E hai deciso di emigrare in UK…
«Già. Nel periodo di permanenza in UK ho apprezzato non poco l’ambiente lavorativo estremamente positivo e ho scoperto il mondo della ricerca applicata, un mondo a cui mi sono appassionato subito e che è basilare ed apicale nelle sanità di tutto il mondo».
Sei poi tornato in Italia, ma l’esperienza all’ombra del Big Ben ti ha cambiato.
«Terminato quello che era il mio progetto, sono tornato e dopo poco, tramite website specifici (uno in particolare) ho fatto applications e diffuso il mio CV ben curato nei minimi dettagli, con referenze dai line managers inglesi. Sono stato contattato quasi subito da diverse aziende. I contratti erano un po’ diversi, ma sempre freelance o a prestazione occasionale, perché il workload o carico di lavoro in quell’ambito è concettualmente diverso, pianificato e distribuito nel tempo.
Per farla breve, grazie a tutto ciò ho fatto un mio network di attività come side job, ovvero lavori secondari che mi hanno portato a scoprire un oceano di opportunità, ruoli e carriera professionale. Nel frattempo, ho continuato a stare nel pubblico. Intanto spendevo tanto in tempo e denaro per vari corsi universitari (e non)».
Avevi già deciso di mollare la professione infermieristica…?
«Dopo la laurea specialistica in scienze infermieristiche, ho ottenuto un master di secondo livello in ricerca clinica (ero l’unico infermiere). Al tempo stesso, con l’entrata in vigore la legge comunitaria 536/2014 CTR, è cambiato il vento sugli studi clinici in Italia e svariate società di recruiting si sono messe all’opera per ricercare personale qualificato.

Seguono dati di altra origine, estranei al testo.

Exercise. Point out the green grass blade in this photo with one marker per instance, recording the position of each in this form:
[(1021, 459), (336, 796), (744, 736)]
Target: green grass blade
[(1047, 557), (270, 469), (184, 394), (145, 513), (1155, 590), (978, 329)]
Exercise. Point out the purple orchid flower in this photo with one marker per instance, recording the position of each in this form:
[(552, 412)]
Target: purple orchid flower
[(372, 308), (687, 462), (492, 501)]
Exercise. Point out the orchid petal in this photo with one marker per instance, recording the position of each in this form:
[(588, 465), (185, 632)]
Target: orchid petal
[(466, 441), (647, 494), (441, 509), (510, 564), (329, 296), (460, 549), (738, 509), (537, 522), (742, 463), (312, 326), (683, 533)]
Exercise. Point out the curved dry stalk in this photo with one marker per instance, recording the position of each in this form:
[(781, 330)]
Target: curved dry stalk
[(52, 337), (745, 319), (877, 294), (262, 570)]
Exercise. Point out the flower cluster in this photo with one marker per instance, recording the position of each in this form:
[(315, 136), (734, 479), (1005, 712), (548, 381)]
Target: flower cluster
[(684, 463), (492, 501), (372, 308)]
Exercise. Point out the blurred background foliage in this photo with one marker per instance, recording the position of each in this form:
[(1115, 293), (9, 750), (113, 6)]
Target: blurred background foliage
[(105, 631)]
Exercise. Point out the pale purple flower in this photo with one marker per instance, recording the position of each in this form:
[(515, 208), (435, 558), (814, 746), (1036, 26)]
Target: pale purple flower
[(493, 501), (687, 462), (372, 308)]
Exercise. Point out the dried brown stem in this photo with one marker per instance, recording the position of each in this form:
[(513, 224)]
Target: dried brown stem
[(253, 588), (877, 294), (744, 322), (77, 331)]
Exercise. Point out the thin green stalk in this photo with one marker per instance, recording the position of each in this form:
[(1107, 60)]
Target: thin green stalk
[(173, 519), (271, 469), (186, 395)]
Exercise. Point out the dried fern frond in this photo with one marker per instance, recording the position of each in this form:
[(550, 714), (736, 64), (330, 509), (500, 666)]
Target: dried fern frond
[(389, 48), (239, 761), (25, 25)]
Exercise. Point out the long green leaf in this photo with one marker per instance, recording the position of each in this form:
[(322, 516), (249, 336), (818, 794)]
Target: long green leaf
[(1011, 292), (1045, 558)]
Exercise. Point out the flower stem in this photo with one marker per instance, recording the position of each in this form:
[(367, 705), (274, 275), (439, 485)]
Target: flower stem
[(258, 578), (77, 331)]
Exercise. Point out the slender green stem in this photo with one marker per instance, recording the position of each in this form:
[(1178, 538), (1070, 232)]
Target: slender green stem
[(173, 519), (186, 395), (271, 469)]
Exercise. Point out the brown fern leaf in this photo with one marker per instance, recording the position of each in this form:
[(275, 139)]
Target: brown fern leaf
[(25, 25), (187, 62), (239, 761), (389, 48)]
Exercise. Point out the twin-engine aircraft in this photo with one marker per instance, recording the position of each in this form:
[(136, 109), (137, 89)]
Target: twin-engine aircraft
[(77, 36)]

Alla fine, dopo diversi contatti e lunghe video-calls rigorosamente in inglese (in cui dalla classica job interview si passa ad una profonda descrizione dei propri interessi e quello che non si è mai riusciti ad esprimere), sono stato scelto come coordinatore da un’importante società d’oltralpe per avviare una start up sui DCT (decentralized clinical trial). Ho deciso perciò di dimettermi dal pubblico, di abbracciare questa opportunità e ora sono un “clinical research coordinator” con inimmaginabili possibilità di carriera».
Quando è partita questa tua nuova avventura? Come ti trovi?
«Ho iniziato lo scorso 4 settembre, facendo visita al “quartier generale” della mia nuova azienda. È stata un’esperienza bellissima, sono stato accolto con cortesia e riguardo. In questa mia nuova vita professionale viaggerò tanto, frequentando sia la sede centrale (in Francia) che altre sedi sparse in tutta Europa. “Fully remote”, come si dice in questo ambito».
Sei un ex infermiere che ha ricominciato a sognare, quindi.
«I sogni continuano a crescere giorno dopo giorno, adesso vivo in un contesto completamente nuovo e basato sulla meritocrazia. Non può essere altrimenti».